Investor Conference Call
Management will conduct a conference call on Wednesday, July 30, 2014 at 9 a.m. MDT (11 a.m. EDT) to discuss the second quarter 2014 financial results. To participate, dial (888) 359-3624 (domestic) or (719) 325-2323 (international); the conference call access number is 2053507. The conference call will also be broadcast live over the Internet at http://www.heska.com. To listen, simply log on to the web at this address at least ten minutes prior to the start of the call to register, download and install any necessary audio software. Telephone replays of the conference call will be available for playback on Heska’s home page at www.heska.com until August 13, 2014. The telephone replay may be accessed by dialing (888) 203-1112 (domestic) or (719) 457-0820 (international). The replay access number is 2053507.
About Heska
Heska Corporation (NASDAQ: HSKA) sells advanced veterinary diagnostic and other specialty veterinary products. Heska’s state-of-the-art offerings to its customers include blood testing instruments and supplies, digital imaging products, software and services, and single use products and services such as in-clinic heartworm diagnostic tests, heartworm preventive products, allergy immunotherapy products and allergy testing. The Company’s core focus is on the canine and feline markets where it strives to provide high value products and unparalleled customer support to veterinarians. For further information on Heska and its products, visit the company’s website at www.heska.com.

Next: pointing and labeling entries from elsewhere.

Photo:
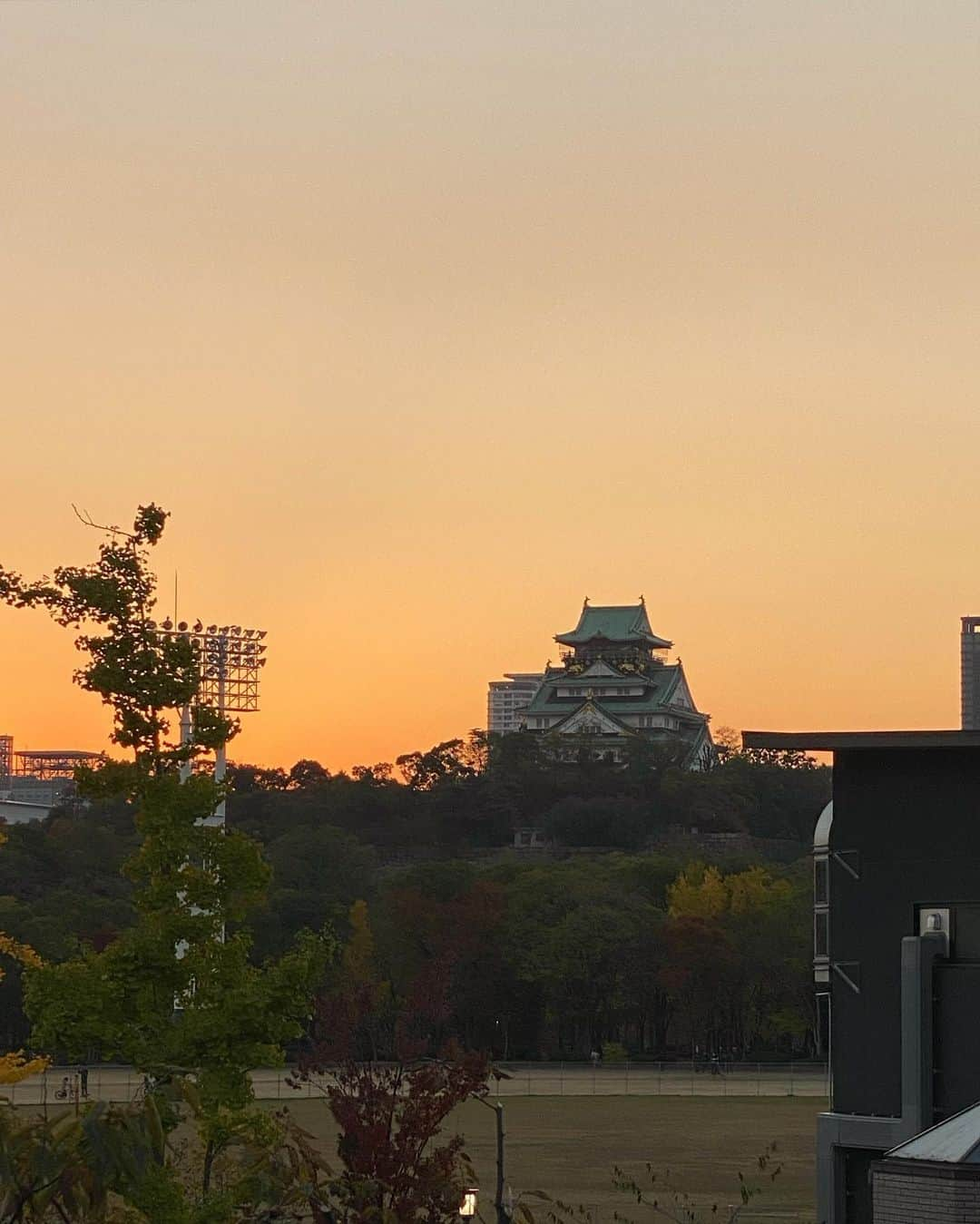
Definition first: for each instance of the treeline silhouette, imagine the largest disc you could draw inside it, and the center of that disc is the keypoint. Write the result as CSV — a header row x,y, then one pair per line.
x,y
618,934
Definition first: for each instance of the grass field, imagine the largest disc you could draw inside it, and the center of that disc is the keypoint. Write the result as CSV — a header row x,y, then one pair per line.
x,y
566,1147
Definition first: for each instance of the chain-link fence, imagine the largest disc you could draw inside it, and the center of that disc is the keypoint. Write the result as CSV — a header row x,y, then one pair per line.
x,y
698,1079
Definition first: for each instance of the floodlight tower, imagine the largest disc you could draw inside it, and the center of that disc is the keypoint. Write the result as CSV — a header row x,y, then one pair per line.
x,y
230,660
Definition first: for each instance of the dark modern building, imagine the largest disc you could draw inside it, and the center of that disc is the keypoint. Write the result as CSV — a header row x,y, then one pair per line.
x,y
896,945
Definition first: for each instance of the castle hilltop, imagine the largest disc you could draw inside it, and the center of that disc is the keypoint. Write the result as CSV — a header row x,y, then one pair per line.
x,y
614,683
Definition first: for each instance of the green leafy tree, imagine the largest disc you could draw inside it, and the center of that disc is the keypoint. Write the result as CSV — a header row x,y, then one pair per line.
x,y
175,994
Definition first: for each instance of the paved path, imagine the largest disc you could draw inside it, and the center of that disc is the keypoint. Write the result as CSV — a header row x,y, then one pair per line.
x,y
525,1080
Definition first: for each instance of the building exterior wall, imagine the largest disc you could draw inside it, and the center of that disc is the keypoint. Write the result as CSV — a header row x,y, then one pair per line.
x,y
969,672
508,698
917,1192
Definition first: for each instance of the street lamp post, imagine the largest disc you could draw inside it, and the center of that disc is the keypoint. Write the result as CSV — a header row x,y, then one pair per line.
x,y
498,1201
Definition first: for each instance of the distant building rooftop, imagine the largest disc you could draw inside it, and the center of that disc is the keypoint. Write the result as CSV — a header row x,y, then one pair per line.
x,y
829,740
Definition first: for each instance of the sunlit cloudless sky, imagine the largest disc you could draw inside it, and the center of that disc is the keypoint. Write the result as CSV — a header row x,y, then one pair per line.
x,y
426,321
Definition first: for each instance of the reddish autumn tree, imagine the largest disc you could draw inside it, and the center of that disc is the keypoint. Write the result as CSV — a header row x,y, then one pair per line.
x,y
390,1114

This announcement contains forward-looking statements regarding Heska’s future financial and operating results, including Heska Imaging. These statements are based on current expectations and are subject to a number of risks and uncertainties. Investors should note that there is an inherent risk in using past results, including trends, to predict future outcomes, including using consumable revenue results to predict future consumable revenue results. In addition, factors that could affect the business and financial results of Heska generally include the following: uncertainties related to the perception of Heska’s products by veterinarians and other veterinary market participants, including changes in such perceptions over time; uncertainties related to new product launches, including but not limited to the timing of such launches, product availability and quality and market penetration; uncertainties related to the success of Heska’s business model over time, including but not limited to uncertainties related to potential changes in the market approach of Heska’s competitors; uncertainties related to Heska’s sales and marketing tactics, including but not limited to bundling programs; risks related to Heska’s reliance on large customers with exclusive or significant rights to certain products Heska manufactures, in particular large pharmaceutical companies that may be involved in acquisitions, divestitures or mergers which could undermine Heska’s business relationship with such entities; risks related to Heska’s reliance on third-party suppliers, including the availability and quality of products from suppliers; risks related to Heska’s reliance on key personnel; and the risks set forth in Heska’s filings and future filings with the Securities and Exchange Commission, including those set forth in Heska’s Quarterly Report on Form 10-Q for the quarter ended March 31, 2014.